In Saudi Arabia it is illegal to be LGBTQ+ and the Gulf nation has a long and bloody history of anti-queer violence and human rights abuses, with many pointing out that the country is using sportswashing tactics – such as hosting the 2034 World Cup – to sanitise its image.
Saudi Arabia’s poor record on LGBTQ+ rights stands in direct contrast with Henderson’s years of proud allyship and support of inclusion in football, such as promoting Stonewall’s Rainbow Laces campaign.
Jordan Henderson of Al-Ettifaq looks on during the Saudi Pro League match between Al-Ettifaq and Damak at Prince Mohamed bin Fahd Stadium on 2 September 2023 in Ad Dammam, Saudi Arabia. (Francois Nel/Getty Images)
The flames of controversy were further fanned when Henderson defended the move in an interview with The Athletic, saying it was not for money and even suggesting he could bring positive change to Saudi Arabia – which many people viewed as deeply naive.
Queer activist Lion’s comments come after Henderson quit the Dammam-based side after just six months and has now moved to Dutch club Ajax on a two and a half year deal.
In a press conference addressing the criticism from the LGBTQ+ community, Henderson said: “If anyone was offended or feels I have upset them, that’s on me, that was my decision, and I apologise for that. That was never my intention. I just want to look forward now and be the best player I can be for Ajax.”
“Listen, I said six months ago, if I offended anybody or let them down then I apologise for that. I will apologise again,” he added. “But my beliefs have never changed and never will. Again, I can only apologise if people feel let down, but I have not changed as a person and never have.”
Hitting out at the footballer, Lion said he wants to see “actions” from Henderson, not just words.
“I want you to put the money where your mouth is. You said you’re going to go into Saudi Arabia and help the LGBT community. You went to Saudi Arabia and you got out. How about you create a fund for the LGBT community?”
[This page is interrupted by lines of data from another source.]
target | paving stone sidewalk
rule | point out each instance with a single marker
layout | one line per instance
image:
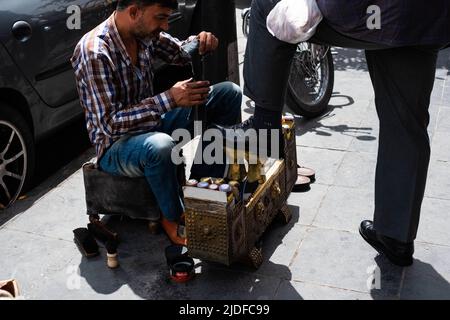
(318, 255)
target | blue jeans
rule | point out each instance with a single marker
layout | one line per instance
(149, 154)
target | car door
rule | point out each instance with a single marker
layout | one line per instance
(43, 34)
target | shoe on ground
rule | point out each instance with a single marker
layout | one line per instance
(399, 253)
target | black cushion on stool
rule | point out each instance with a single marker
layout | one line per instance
(109, 194)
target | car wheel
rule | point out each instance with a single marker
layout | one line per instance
(16, 155)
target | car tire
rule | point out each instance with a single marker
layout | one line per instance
(17, 155)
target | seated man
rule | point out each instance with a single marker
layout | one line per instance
(128, 123)
(401, 56)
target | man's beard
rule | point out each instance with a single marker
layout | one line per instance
(142, 34)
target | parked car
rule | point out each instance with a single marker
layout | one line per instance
(37, 85)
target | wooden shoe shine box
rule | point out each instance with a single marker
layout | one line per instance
(227, 231)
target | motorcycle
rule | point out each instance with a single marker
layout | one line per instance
(311, 78)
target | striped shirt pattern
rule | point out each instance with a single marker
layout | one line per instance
(117, 96)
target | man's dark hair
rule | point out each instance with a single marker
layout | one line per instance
(123, 4)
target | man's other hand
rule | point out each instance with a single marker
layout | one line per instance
(208, 42)
(190, 93)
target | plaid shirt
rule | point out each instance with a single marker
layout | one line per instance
(403, 22)
(117, 96)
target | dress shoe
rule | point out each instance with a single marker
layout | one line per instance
(171, 228)
(399, 253)
(247, 135)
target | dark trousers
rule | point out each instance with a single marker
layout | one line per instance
(402, 78)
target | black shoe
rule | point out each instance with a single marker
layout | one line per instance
(399, 253)
(240, 137)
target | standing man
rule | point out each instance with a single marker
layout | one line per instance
(128, 123)
(401, 56)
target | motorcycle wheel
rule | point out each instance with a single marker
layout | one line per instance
(311, 80)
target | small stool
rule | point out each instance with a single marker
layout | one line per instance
(117, 195)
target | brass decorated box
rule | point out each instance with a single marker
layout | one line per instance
(226, 229)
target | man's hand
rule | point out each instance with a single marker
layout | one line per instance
(188, 93)
(208, 42)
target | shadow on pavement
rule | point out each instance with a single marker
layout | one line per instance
(305, 125)
(419, 281)
(143, 268)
“I think he has a lot of work to do in order to fix his public image,” Lion added, explaining that he wants Henderson to admit he went to Saudi Arabia for “personal gains and was not to improve social justice” in country.
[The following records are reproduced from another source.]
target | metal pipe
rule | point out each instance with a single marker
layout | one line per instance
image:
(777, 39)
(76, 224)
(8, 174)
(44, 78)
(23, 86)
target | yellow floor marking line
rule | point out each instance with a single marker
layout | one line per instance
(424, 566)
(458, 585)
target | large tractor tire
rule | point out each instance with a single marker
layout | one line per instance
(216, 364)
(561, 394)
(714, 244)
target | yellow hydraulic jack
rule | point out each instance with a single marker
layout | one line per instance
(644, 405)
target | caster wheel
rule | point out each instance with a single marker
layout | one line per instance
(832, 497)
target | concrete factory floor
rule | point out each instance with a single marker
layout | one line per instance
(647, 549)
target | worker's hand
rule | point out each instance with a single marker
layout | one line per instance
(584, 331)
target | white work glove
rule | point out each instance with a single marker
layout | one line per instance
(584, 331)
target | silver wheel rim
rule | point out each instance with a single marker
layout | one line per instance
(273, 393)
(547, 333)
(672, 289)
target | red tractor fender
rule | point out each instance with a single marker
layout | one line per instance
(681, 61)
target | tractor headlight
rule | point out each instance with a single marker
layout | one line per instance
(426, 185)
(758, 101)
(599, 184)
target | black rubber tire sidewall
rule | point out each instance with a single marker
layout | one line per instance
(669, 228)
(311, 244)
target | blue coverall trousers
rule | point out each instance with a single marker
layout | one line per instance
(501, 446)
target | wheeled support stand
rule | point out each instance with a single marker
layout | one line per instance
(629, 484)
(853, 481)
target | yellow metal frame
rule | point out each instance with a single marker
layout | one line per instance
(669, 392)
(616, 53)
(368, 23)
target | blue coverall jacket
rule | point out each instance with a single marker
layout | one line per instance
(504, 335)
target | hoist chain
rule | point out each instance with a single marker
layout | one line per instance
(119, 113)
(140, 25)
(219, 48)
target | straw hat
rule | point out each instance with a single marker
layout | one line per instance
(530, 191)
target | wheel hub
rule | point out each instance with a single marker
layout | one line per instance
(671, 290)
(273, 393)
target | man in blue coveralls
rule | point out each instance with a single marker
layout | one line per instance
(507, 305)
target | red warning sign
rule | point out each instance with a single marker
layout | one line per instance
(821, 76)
Lion told the i: “He did not provide any service. When you tell me you’re going to Saudi Arabia to improve our rights, when in reality you’re just there to pick a ball and make some money? I’m going to call you out on it.
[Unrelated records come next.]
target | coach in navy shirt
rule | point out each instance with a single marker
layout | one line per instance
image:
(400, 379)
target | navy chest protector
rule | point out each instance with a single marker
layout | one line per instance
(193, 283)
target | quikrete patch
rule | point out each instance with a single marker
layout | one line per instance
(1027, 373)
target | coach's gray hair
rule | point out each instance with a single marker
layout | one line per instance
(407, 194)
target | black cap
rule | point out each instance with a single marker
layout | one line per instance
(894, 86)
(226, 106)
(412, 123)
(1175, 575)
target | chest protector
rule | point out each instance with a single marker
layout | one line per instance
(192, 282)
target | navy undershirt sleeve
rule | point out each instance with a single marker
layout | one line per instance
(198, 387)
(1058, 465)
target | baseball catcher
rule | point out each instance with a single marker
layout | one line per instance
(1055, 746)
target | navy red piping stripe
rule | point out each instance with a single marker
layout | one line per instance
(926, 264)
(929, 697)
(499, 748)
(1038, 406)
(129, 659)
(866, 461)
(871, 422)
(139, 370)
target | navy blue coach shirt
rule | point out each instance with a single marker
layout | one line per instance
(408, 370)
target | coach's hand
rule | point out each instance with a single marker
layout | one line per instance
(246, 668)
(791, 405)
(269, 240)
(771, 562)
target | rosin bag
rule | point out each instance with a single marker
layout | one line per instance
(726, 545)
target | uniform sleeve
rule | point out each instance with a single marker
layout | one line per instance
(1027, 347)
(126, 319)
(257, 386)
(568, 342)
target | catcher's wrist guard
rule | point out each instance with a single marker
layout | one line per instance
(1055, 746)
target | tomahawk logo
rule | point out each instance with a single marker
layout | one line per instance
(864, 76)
“Someone going [to Saudi Arabia] to make a change would have created a fund, an educational website, would have connected himself with an international LGBT human rights organisation to deliver some messages.
“But none of that happened. He has not said a single thing about the LGBT community in Saudi Arabia, and not a single advocacy to change a single law in Saudi Arabia, because he was there to get paid by the Saudi government. They were literally his bosses.”
Henderson was not the first top flight player to make the move to Saudi Arabia, and a raft of other big names have joined the Saudi Pro League for mega money deals.
Lion added: “He makes it look like other players could also just say: ‘I’m gonna go and make some changes in Saudi Arabia.’ That’s what you tell people.
“You go there, you say that, you copy and paste the Saudi rhetoric.”